The note was put out in the months following the Cambridge Analytica scandal, which involved millions of Facebook users having their personal data compromised without their consent.
At a time when governments are pushing for backdoors and surveillance capabilities, the rollback is worrying and raises the question if governments could be emboldened to demand weaker encryption elsewhere. “I find this rollback deeply alarming,” Shahzad Ahmed Memon tells The Telegraph in an email. Memon is a senior lecturer in the department of computer science and digital technologies at the University of East London’s School of Architecture, Computing and Engineering, UK. He continues, “Meta’s decision to bin end-to-end encryption (E2EE) on Instagram represents a troubling regression in the landscape of digital sovereignty. By characterising the retreat as a response to ‘low adoption’ despite the feature never being established as a functional default, Meta has essentially designed a self-fulfilling prophecy to justify a strategic retreat. This creates a massive data liability from May 8, 2026, when billions of private messages will shift from ‘unreadable static’ to ‘readable data’ stored on Meta’s servers, creating a lucrative honeypot for hackers, rogue insiders and state-sponsored surveillance.”
This sets a precedent, according to Memon, that could easily lead to demands for similar weak points in other apps, framing standard digital hygiene as something reserved for people with something to hide.
Critics of encryption argue that E2EE creates blind spots, making it difficult to detect child exploitation or CSAM.
Is removing encryption on Instagram DM a way to solve the problem, The Telegraph asked professor Nishanth Sastry, who is associate head of research and innovation at the University of Surrey’s School of Computer Science and Electronic Engineering in the UK.
He replied, “It is a way to solve the problem, but may not be the only way. And very questionable if it is an effective way of combating CSAM. AI interventions on Insta servers may not be able to distinguish real CSAM from the fond grandmother taking a perfectly legitimate picture of her grandchild in the bath.”
Once end-to-end encrypted (E2EE) option is removed, what does this mean for the training of Meta’s generative AI models?
“This depends on the architecture of the Instagram servers specifically, and the separation that Meta enforces.
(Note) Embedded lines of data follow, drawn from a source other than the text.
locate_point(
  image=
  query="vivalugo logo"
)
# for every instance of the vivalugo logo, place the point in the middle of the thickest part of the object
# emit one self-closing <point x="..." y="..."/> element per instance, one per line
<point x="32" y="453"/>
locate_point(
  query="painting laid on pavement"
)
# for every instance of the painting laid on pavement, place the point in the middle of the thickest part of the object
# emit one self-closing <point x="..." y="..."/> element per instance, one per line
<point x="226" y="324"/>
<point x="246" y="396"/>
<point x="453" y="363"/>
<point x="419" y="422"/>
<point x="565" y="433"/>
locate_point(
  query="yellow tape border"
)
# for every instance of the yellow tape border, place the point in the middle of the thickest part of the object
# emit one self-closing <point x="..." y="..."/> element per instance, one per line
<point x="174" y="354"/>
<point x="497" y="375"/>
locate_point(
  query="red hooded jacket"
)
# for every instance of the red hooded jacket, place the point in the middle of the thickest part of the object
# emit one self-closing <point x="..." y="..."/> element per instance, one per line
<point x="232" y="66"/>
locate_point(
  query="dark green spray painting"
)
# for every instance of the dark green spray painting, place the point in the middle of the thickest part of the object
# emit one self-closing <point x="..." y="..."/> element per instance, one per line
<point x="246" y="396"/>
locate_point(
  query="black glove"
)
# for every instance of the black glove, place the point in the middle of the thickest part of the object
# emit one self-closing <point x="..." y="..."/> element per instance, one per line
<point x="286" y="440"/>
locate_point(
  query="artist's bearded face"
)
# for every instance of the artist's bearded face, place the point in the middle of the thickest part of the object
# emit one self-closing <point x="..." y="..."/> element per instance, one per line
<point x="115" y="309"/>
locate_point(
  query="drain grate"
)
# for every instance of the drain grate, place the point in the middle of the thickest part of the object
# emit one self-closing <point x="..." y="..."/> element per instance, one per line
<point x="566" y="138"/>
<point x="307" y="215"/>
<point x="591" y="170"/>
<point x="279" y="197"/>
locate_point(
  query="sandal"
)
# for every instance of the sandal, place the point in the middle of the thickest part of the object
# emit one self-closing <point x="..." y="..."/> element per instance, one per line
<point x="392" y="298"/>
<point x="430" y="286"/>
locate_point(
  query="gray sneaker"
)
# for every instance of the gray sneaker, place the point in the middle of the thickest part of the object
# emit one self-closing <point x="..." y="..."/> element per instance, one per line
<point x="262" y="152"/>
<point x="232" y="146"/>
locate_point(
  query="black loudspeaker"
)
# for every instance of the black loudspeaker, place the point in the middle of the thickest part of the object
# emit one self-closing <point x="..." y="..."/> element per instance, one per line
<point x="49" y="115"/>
However, I would agree with thatin effect, Meta will now be able to recover user messages and use them as training data,” said Benjamin Dowling, senior lecturer in cryptograph at King’s College London, UK.
Removing E2EE on Instagram DM may also affect journalists, activists or whistleblowers who could be using Instagram for initial outreach. “I would advise them to switch to E2EE services that have been verified by academics and experts, such as the Signal protocol, before the May 8 deadline,” said Dowling.
Mary Aiken, professor of forensic cyberpsychology, University of East London, UK, said “privacy, collective security and technological vitality should be treated as co-equal imperatives; none should have automatic primacy over the others”.
She said, “The real policy challenge is balance. How to preserve civil liberties and trust in technology while ensuring society retains the means to protect the public from exploitation, criminality and systemic harm.”